Estudo pode ter aberto caminho para exame de sangue capaz de detectar depressão

Exame de sangue para depressão

Pesquisadores conseguiram identificar genes alterados nos sistemas neurológico e imunológico de pessoas com depressão

Um estudo identificou genes igualmente desregulados nos sistemas neurológico e imunológico de pessoas com depressão

A descoberta pode ajudar na identificação de biomarcadores do transtorno depressivo e possibilitar, no futuro, o desenvolvimento de exames de sangue capazes de identificar o tipo e grau de depressão.

Estudo dos genes da depressão

Depressão
(Crédito: freepik/ Freepik)

Atualmente, o diagnóstico do transtorno é clínico, feito por psiquiatra ou psicólogo com base no histórico do paciente. 

O estudo de mapeamento genético foi publicado na revista Scientific Reports e tem apoio da Fundação de Amparo à Pesquisa do Estado de São Paulo (Fapesp). 

Os pesquisadores têm identificado uma conexão grande entre os sistemas imunológico e neurológico a partir dos genes.

A depressão é um fenômeno que se espalha pelo corpo inteiro.
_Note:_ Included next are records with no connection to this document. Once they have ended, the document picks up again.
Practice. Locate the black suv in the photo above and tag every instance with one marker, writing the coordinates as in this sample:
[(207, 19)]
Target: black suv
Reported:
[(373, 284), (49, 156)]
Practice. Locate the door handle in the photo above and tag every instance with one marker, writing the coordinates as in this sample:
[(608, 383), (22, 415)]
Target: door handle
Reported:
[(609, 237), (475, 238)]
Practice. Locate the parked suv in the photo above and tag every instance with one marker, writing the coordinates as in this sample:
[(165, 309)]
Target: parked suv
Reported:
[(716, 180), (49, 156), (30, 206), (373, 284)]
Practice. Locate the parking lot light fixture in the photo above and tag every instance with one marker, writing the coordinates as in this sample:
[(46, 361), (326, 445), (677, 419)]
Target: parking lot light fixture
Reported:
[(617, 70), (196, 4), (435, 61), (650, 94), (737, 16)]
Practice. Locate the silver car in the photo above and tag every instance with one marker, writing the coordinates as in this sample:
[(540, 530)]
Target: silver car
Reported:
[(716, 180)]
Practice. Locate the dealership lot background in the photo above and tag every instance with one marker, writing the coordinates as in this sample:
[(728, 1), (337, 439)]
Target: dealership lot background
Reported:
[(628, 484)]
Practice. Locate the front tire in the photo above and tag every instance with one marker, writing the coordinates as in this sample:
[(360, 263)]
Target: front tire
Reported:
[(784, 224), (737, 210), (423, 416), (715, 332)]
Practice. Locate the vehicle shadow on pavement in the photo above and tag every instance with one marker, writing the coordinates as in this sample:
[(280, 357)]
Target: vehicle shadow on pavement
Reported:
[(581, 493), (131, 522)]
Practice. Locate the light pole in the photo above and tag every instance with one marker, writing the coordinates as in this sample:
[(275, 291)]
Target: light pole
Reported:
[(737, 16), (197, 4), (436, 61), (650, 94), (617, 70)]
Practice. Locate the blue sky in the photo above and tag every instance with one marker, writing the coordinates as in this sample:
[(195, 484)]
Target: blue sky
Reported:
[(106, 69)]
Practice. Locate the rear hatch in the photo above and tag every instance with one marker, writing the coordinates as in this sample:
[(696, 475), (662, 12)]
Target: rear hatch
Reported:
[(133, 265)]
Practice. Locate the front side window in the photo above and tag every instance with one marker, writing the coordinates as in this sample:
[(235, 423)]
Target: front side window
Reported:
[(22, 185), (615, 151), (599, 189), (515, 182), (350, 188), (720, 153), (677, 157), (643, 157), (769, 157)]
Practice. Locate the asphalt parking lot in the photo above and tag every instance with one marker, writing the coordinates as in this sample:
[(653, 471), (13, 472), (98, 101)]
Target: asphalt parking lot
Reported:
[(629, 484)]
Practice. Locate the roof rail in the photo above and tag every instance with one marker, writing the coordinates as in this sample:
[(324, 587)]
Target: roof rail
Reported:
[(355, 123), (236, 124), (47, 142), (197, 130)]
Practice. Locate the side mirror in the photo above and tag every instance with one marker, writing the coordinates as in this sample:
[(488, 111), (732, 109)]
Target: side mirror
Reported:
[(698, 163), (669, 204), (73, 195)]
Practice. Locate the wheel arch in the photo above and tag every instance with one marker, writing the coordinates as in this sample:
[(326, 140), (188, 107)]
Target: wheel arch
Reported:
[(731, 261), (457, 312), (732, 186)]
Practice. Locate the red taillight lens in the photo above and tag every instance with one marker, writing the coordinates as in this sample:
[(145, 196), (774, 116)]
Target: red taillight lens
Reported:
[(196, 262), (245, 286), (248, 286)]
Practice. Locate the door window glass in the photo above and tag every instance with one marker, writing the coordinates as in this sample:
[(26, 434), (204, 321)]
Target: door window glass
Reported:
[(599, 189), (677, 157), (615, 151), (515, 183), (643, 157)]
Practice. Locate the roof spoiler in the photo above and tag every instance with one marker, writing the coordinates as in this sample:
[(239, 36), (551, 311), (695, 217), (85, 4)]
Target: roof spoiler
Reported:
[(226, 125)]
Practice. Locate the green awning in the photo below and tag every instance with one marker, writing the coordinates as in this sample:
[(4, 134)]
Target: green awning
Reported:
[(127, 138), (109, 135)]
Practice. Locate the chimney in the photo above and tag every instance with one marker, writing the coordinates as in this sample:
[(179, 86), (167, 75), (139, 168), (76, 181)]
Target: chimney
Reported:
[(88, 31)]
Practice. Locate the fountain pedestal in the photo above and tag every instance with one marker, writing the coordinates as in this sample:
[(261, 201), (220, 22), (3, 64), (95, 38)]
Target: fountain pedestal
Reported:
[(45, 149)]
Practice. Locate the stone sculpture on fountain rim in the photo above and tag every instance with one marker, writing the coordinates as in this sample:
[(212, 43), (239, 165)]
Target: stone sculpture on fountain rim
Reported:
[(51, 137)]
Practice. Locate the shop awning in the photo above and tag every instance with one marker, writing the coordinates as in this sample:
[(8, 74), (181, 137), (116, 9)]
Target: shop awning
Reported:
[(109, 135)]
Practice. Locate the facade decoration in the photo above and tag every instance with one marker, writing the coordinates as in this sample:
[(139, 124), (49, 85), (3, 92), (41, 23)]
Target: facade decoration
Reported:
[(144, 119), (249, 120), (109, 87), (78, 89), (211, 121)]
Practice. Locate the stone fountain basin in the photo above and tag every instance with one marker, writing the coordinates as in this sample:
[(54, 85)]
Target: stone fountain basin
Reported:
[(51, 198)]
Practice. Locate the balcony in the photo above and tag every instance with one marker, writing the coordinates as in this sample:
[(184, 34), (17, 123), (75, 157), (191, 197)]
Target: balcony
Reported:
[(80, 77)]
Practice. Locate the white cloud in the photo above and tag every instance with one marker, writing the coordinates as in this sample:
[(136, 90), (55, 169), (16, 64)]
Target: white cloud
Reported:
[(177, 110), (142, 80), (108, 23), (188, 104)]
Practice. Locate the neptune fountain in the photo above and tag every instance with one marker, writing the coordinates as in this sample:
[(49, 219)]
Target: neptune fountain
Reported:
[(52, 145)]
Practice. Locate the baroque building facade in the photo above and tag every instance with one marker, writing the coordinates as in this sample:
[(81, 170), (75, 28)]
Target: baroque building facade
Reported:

E o sistema imune é um dos sistemas que descentralizam essa condição, espalhando-a para além do sistema nervoso central. Até por isso, não é raro que uma pessoa com depressão possa apresentar outras manifestações, como inflamações cutâneas ou perda de apetite, por exemplo”, afirma Otávio Cabral-Marques, professor da Faculdade de Medicina da Universidade de São Paulo e coordenador da investigação.

Foram analisados os dados de mais de 3 mil amostras de sangue provenientes de bancos públicos dos Estados Unidos, da Alemanha e da França e identificados 1.383 genes alterados nas células de defesa de pacientes com transtorno depressivo maior.

Do total de genes alterados, 73 também são tradicionalmente associados à conexão entre neurônios. Desses, 18 permitem distinguir de forma consistente pacientes com depressão de indivíduos sem o transtorno.

É um estudo de ciência de dados que ainda precisa ser confirmado biologicamente, mas ele abre possibilidades interessantes para o desenvolvimento futuro de um painel para identificar genes presentes em células do sistema imune circulantes no sangue e que estão envolvidos com a depressão”, conta a pesquisadora Anny Silva Adri.